Photo: The title page of the Belmont School District’s presentation on the coming school year
After questions from parents and students on how and when Belmont schools would transition between the four learning phases established last week, the Belmont School District released a detailed blueprint on the health and safety criteria the community and each school building will need to meet to move from remote to hybrid and finally in-class learning.
In addition, the district produced the “earliest” date these changeovers can take place, which could occur as quickly as three weeks after entering each initial phase.
“The hope is that we have some clear understanding of what this presentation means for families and students so they can plan their lives and in their work as well,” said John Phelan, superintendent of Belmont schools last week before the School Committee. The district will start learning remotely on Sept. 16
The creation of the multi-stage approach was necessitated by the continued COVID-19 pandemic that is likely to stay active for the entire 2020-21 school year.
According to Phelan, the earliest possible dates that each transition could occur are:
- Beginning of the school year in Phase 1: Sept. 16
- The transition from Phase 1 to Phase 2 (Remote 2): Oct. 19
- The transition from Phase 2 to Phase 3 (Hybrid): Nov. 9
- The transition from Phase 3 to Phase 4 (In-person): TBD by state Department of Elementary and Secondary Education.
Phelan noted the dates provided are “best case” estimates involving a “three-week decision-making cycle.”
The district and the town’s Health Department will work closely in determining when the transitions can occur using a dual system of health measures, one issued by the state and the second a comprehensive test of air circulation in Belmont school buildings.
The first is one devised by DESE which uses a color-coded system – red, yellow, green and unshaded – that measures weekly the 14-day rolling average of daily cases of COVID-19 in each community.
If the average daily cases are less than eight or fewer (green and yellow), Belmont schools will be allowed to move to the next phase. Greater than eight will require the town to move to a remote system.
The latest data from the state puts Belmont in the green sector with 1.7 cases.
But before Belmont students prepare to move onward to “Remote 2” the town’s schools are undergoing a thorough examination of their facilities air exchange systems to determine if the machinery is working up to the manufactures standards and if they move the air at a sufficient rate to create a flow that will disrupt the concentration of coronavirus droplets in the air.
Phelan said that work, known as the Facilities Air Flow Assessment, will be completed around the time school begins and a report will be produced two weeks later in late September.

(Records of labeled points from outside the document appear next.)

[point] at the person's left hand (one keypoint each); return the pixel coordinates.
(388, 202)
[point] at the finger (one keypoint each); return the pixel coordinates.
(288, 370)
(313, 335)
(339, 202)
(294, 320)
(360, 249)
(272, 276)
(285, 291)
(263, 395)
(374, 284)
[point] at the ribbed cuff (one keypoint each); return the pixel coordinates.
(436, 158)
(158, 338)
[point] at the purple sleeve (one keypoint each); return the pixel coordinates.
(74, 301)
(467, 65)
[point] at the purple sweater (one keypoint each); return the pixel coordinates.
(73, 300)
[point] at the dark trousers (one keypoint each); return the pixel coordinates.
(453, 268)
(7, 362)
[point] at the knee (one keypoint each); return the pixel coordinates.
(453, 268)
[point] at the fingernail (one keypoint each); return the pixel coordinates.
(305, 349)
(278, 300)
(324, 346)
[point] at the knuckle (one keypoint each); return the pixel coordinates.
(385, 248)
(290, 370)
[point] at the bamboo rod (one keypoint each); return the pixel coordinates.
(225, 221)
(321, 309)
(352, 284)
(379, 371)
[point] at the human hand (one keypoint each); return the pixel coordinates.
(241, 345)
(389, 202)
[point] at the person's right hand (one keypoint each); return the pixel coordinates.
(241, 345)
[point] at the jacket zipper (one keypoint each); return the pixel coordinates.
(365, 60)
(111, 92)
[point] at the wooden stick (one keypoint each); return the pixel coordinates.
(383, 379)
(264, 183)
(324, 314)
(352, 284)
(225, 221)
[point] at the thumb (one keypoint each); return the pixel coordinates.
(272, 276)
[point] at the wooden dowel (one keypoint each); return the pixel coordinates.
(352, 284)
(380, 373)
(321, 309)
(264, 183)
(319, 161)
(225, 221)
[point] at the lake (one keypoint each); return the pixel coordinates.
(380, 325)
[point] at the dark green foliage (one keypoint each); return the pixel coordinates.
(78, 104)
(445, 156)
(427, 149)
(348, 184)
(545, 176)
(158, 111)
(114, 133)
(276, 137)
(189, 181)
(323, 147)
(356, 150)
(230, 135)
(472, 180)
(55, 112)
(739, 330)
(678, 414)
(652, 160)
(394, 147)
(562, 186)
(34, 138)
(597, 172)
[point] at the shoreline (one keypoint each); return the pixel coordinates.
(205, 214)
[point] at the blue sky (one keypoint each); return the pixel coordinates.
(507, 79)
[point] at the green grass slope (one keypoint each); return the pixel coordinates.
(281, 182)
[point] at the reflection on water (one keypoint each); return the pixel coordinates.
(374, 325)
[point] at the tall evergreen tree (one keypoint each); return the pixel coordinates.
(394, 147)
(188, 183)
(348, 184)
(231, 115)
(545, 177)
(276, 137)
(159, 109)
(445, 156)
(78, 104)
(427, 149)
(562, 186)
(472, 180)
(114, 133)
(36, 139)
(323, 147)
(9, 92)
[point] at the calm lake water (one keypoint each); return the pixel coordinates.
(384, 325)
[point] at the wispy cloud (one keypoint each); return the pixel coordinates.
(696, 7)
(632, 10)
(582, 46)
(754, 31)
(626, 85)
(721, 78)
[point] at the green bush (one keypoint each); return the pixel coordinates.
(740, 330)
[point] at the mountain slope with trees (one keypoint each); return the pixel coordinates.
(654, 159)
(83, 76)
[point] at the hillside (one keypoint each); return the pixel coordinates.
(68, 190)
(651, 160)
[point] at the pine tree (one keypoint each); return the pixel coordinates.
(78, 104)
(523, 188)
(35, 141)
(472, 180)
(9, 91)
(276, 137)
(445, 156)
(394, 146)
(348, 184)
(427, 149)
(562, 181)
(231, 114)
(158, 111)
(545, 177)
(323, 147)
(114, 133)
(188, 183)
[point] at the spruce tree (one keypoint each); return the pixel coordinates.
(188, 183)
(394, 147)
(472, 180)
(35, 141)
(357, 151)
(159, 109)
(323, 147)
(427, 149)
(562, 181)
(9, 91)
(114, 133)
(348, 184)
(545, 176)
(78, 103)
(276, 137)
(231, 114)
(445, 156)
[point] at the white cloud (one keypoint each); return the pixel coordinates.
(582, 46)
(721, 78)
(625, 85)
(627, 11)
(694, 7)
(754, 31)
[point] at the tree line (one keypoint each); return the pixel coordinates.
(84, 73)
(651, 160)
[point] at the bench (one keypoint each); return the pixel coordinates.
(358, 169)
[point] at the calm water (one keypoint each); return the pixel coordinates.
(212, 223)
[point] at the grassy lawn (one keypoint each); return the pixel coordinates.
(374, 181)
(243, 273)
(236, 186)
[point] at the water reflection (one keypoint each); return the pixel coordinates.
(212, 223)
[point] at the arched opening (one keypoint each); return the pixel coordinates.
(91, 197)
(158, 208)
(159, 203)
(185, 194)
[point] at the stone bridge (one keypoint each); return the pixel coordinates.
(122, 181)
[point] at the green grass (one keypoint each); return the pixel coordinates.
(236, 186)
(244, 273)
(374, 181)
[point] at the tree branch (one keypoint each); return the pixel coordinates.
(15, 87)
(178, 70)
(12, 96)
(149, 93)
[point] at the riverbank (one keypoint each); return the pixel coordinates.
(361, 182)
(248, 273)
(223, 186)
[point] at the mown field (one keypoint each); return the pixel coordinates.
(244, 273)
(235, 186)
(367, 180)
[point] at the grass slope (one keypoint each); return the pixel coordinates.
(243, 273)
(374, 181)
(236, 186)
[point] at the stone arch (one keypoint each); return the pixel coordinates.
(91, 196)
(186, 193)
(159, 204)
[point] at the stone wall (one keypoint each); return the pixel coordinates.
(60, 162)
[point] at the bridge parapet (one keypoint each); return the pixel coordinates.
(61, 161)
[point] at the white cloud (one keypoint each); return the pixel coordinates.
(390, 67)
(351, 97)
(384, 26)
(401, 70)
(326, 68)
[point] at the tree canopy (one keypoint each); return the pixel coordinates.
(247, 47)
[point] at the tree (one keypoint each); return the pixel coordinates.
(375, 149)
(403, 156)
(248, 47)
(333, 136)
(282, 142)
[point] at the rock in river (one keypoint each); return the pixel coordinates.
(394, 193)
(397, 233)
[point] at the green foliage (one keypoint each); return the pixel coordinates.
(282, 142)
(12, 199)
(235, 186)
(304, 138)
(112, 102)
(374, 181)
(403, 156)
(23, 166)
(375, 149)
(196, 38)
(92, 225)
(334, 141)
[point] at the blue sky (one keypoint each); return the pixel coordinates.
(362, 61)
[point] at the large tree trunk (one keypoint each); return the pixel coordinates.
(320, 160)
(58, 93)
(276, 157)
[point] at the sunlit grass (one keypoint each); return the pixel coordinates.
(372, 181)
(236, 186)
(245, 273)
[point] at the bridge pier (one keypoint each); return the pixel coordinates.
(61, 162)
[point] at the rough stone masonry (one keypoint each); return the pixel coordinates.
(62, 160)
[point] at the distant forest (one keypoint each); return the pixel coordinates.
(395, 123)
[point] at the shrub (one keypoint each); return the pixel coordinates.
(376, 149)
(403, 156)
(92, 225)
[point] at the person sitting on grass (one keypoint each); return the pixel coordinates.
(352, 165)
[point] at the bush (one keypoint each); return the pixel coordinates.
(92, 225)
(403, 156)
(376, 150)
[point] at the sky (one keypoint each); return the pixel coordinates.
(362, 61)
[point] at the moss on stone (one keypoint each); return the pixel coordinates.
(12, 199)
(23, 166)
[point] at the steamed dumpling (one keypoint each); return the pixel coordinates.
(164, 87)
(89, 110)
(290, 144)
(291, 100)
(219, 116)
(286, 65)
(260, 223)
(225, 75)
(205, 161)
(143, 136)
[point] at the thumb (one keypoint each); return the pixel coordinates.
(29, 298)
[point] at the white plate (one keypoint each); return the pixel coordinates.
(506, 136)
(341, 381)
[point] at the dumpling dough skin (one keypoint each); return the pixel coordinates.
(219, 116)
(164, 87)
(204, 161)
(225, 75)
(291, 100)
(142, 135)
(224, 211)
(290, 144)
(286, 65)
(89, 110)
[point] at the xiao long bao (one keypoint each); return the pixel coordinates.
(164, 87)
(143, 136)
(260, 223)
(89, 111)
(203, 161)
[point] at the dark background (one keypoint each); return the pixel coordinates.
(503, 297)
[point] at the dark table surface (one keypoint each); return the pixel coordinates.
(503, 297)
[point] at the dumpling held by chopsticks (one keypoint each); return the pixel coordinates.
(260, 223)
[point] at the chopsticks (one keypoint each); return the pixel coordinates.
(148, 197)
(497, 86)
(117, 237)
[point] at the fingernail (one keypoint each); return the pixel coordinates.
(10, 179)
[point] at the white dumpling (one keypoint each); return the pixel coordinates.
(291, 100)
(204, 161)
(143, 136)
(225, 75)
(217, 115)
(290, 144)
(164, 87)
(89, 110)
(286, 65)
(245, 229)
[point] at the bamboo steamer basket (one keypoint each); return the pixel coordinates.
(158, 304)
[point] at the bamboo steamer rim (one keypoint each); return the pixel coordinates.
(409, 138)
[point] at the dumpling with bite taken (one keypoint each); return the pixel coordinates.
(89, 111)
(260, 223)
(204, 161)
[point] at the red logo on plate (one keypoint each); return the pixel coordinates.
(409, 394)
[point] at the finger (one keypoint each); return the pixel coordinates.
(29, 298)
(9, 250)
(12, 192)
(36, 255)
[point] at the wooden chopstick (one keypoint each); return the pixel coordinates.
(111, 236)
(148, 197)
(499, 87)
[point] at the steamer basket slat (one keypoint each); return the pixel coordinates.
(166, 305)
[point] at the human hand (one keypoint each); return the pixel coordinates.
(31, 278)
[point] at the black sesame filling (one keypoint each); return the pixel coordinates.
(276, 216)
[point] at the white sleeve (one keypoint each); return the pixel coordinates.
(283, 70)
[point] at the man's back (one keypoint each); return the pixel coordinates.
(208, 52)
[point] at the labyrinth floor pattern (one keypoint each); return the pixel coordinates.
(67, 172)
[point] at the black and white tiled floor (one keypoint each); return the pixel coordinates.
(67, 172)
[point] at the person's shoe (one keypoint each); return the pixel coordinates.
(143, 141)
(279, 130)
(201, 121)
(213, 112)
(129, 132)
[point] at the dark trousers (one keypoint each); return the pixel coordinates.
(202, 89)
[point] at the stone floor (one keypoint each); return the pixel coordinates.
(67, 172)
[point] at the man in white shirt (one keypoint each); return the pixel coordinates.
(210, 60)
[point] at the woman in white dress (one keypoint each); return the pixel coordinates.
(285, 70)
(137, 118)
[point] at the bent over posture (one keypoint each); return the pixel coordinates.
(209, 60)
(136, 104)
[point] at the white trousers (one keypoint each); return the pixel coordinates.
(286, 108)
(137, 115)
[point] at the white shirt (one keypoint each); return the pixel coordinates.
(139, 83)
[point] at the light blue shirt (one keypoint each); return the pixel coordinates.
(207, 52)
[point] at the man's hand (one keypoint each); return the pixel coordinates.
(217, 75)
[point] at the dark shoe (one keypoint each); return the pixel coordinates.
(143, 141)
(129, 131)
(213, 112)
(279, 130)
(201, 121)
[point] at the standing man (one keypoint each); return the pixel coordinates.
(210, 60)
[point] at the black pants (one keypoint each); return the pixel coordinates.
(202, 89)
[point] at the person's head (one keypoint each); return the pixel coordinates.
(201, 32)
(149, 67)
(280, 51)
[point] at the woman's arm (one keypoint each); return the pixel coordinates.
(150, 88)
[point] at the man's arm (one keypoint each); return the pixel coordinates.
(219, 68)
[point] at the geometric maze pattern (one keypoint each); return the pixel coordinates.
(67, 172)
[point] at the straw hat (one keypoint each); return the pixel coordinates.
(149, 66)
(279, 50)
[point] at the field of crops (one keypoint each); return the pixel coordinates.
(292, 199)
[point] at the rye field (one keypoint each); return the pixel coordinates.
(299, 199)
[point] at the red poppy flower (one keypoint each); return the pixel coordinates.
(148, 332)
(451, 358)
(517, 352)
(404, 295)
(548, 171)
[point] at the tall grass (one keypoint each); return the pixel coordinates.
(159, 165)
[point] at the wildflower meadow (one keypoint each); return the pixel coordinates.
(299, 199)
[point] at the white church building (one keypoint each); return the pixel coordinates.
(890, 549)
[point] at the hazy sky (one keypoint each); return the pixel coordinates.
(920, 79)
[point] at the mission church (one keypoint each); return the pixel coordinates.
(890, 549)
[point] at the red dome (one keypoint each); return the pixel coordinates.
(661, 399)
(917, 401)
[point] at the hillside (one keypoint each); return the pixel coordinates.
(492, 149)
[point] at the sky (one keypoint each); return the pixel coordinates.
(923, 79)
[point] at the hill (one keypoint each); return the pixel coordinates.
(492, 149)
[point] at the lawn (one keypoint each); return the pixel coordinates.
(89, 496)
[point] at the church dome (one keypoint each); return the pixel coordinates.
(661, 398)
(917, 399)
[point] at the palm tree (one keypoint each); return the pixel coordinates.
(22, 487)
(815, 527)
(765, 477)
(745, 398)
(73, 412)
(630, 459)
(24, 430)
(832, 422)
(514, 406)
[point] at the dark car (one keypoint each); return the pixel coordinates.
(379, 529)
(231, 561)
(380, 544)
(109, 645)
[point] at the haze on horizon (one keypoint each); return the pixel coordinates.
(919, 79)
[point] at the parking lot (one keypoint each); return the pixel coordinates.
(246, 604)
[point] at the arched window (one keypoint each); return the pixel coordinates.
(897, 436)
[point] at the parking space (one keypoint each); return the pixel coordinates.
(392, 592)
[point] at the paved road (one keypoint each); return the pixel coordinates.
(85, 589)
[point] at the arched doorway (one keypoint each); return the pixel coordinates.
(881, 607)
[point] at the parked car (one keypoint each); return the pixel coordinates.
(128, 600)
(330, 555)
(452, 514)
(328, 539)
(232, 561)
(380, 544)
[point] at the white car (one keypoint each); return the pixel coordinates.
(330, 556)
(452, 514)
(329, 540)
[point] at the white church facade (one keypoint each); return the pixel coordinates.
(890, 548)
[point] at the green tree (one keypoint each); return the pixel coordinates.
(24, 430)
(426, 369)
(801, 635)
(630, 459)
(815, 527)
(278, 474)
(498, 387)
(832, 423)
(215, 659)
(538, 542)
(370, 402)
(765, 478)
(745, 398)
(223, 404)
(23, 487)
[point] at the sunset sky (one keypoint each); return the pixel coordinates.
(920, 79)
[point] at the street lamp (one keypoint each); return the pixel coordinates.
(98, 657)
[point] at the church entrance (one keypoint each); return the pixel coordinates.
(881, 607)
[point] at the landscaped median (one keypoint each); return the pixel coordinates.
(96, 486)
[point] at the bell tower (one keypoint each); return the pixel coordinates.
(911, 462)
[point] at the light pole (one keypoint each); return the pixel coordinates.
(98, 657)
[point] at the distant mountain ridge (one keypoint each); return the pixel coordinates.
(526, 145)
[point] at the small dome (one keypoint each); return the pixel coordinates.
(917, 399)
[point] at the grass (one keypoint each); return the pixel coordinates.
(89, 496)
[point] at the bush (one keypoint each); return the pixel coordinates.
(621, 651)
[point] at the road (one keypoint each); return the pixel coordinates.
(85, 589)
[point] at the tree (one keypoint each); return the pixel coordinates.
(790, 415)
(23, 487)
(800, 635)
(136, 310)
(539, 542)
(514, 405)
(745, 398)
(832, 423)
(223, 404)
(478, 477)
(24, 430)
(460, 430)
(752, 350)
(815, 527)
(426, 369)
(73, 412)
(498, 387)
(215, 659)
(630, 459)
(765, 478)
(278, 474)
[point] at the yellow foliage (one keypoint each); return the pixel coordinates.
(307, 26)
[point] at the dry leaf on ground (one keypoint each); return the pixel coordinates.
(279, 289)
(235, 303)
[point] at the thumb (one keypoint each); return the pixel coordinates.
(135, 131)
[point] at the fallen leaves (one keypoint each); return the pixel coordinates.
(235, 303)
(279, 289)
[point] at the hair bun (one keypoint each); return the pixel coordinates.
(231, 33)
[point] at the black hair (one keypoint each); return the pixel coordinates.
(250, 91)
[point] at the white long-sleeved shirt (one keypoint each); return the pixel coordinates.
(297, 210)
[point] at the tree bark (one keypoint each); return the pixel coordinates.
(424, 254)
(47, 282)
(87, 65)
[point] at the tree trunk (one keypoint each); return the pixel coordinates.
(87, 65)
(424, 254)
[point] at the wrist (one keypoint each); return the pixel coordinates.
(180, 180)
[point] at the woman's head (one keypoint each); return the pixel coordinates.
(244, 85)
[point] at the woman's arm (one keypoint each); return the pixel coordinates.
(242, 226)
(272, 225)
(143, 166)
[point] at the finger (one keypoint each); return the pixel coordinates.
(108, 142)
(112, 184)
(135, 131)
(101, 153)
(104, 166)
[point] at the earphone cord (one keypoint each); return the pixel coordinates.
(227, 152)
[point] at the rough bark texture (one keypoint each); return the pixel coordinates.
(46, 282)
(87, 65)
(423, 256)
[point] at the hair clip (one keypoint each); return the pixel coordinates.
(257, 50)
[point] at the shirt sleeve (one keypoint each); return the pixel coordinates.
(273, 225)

“That is why we will pause right now and not jump right into hybrid because we just don’t know that information yet and moving into a scenario without all the information,” said Phelan.
In anticipation that some areas and rooms will need to have an alternative , the district has purchased 100 filtration systems to add to the circulation of air in each room.
Only if the two safety measures are met will the district come before the school committee for discussion and a vote to move to the next phase.
The district has also committed to working towards the next phase as they prepare for the expected transition.
While the schools are in Phase 1, district officials will be reviewing data and decide on a timeline for entering Phase 2 and the air exchange assessment will be reviewed as well as the DESE metrics.
It will be during this time that parents and guardians will receive a notice of whether their children will wish to enter the hybrid phase and those who will stay in a remote-only cohort. Finally, schedules will be created for those kindergarteners and first graders which will enter the hybrid in-person learning under Phase 2.
For more information on the transition of phases and the work being that the district will conduct during each phase to prepare to move between stages, a link to the district’s charts can be found here.
Discussion among the School Committee members ranged from concerns on understanding on the extent of the interior assessments – some schools (the nearly decade-old Wellington) are in better shape than others. So far, the district has paid $25,000 in labor and parts to prepare the schools, $15,000 will go to repairing all screens and window repairs, $42,000 on HVAC updated and $100,000 to purchase 100 air purifying units.
The School Committee’s Tara Donner, who is also a teacher in Winchester, voice an issue with the focus on “plowing ahead as fast as possible” into the hybrid phase when there hasn’t been much discussion on effectively staffing that step. Speaking from her own experience, Donner said “these models are frankly fairly incompatible to good teaching” until the district has a quality educational model in mind.
“I want to make sure we’re not putting the cart before the horse,” he added.